3.4. Selectivity Test of the Developed LFIA System

A selectivity test was conducted to test whether the developed LFIA kit selectively detected PSA. AFP, which is one of the biomarkers of liver cancer, newborn calf serum (NCS), and PSA (100 ng/mL) were developed on separate strips (Figure 4a). The results showed that during PSA detection, both the test and control lines showed fluorescence, while only the control line showed fluorescence during AFP and NCS detection. To determine the accuracy of the analysis, the T/C values of each strip were calculated (Figure 4b) as follows: 1.033 (PSA), 0.026 (AFP), and 0.014 (NCS). This result shows that the developed LFIA kit can detect PSA selectively.

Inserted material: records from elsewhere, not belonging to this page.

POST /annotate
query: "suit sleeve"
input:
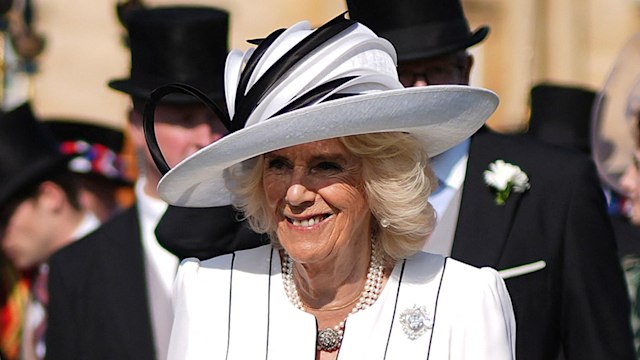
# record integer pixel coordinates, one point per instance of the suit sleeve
(62, 326)
(595, 305)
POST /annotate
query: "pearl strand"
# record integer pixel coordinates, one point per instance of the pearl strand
(330, 339)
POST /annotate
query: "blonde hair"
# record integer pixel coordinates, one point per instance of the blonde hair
(397, 182)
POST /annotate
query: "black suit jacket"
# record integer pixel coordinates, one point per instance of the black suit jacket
(98, 306)
(577, 305)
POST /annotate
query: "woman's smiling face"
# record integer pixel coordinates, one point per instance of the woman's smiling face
(315, 192)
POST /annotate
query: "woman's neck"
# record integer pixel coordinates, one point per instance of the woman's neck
(326, 286)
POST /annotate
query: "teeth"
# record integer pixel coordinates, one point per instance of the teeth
(307, 222)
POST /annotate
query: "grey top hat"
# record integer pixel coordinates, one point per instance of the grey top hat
(418, 29)
(181, 44)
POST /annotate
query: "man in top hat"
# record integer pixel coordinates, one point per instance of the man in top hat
(547, 233)
(112, 293)
(39, 213)
(97, 163)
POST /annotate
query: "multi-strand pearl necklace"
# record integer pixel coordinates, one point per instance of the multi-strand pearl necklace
(330, 339)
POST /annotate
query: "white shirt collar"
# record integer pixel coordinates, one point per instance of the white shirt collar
(89, 223)
(451, 165)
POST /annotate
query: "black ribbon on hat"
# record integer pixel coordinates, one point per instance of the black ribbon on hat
(245, 104)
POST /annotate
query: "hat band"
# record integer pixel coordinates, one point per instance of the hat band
(93, 158)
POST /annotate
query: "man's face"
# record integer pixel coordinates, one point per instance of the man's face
(26, 231)
(180, 130)
(450, 69)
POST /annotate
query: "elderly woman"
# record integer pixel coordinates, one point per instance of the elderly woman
(328, 155)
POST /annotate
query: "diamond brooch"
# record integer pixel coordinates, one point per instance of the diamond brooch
(415, 321)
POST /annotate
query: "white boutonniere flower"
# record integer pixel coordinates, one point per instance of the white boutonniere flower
(504, 178)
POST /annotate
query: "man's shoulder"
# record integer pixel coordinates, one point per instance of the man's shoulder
(109, 235)
(527, 151)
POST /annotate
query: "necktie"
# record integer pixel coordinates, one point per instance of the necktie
(41, 296)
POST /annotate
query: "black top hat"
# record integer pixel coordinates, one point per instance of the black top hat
(176, 44)
(562, 115)
(418, 29)
(28, 152)
(93, 149)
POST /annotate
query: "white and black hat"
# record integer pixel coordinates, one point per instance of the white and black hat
(302, 85)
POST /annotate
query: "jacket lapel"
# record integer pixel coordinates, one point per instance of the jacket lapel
(483, 226)
(128, 290)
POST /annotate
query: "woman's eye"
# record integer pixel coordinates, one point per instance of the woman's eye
(328, 166)
(276, 164)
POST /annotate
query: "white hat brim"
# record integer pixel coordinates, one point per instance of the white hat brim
(438, 116)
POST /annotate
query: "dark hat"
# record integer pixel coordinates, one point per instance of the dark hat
(205, 232)
(28, 152)
(562, 115)
(93, 149)
(418, 29)
(176, 44)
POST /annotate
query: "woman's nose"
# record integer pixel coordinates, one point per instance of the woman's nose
(298, 194)
(629, 180)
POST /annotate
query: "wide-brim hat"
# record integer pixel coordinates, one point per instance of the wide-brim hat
(418, 29)
(94, 149)
(301, 86)
(28, 152)
(561, 115)
(186, 44)
(616, 113)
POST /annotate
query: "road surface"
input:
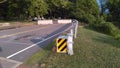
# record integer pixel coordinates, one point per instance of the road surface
(20, 43)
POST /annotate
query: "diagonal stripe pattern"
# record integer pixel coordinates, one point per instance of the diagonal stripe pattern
(61, 45)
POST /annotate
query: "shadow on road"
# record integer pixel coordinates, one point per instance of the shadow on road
(63, 28)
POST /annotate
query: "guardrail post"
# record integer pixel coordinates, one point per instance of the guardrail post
(76, 27)
(70, 43)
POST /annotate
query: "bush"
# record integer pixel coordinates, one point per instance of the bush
(107, 28)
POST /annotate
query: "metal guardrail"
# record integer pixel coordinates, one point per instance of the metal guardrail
(70, 35)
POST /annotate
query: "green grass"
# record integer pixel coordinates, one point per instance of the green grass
(91, 50)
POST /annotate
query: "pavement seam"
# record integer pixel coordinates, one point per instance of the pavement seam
(17, 63)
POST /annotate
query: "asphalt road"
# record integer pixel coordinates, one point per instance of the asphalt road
(20, 43)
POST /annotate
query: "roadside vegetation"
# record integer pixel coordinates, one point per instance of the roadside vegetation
(91, 50)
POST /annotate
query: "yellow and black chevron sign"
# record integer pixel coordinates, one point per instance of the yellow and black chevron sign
(61, 45)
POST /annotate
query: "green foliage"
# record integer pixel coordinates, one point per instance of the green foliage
(86, 10)
(38, 8)
(59, 8)
(114, 11)
(107, 28)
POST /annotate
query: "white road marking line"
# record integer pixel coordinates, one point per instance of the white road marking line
(4, 36)
(33, 45)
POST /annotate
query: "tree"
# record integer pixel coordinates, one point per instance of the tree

3.5. Stability Test of the Developed LFIA System

Clinical sample no. 31 (PSA concentration = 4.557 ng/mL) was analyzed using an LFIA kit, and the strip that was used for this analysis was photographed every day for 10 d to examine its signal stability (Figure 5a). As shown in Figure 5a, fluorescence intensity was maintained even after 10 d because of a low photobleaching characteristic of QD. To determine the accuracy of the analysis, the T/C value of the strip was calculated and normalized (Figure 5b). The results showed that the T/C value was maintained even after 10 d, and the relative standard deviation (RSD) was 6.16%. Collectively, these findings suggest that the fluorescence intensity does not markedly decrease and is sufficiently maintained for a long time after the system is tested.

4. Conclusions

In the present study, we developed a highly sensitive LFIA kit for detecting PSA using QD2. This LFIA kit can be used only with a smartphone and software without additional equipment. The developed LFIA kit had a LOD of 0.138 ng/mL, indicating the high sensitivity of the kit. In addition, 47 human serum samples were analyzed using the LFIA kit, and the results showed that the kit could be applied to actual clinical samples. Serum samples that contained more than 2.5 ng/mL of PSA could be identified after calculating the T/C value using this system, and thus, potential patients who need additional medical checkups can be identified. Although there were some false-positive results with PSA concentration <2.5 ng/mL, no false-negative results were obtained. The AUC value was calculated as 0.852. In addition, only PSA was detected selectively using the developed LFIA kit, and AFP and NCS were not detected. Furthermore, the fluorescence intensity did not significantly decrease for 10 d after the examination of fluorescence detected on the strip. The LFIA PSA test strip for prostate cancer screening developed in this study provides results rapidly and is easy to use; thus, patients can easily self-diagnose the disease without using complicated equipment.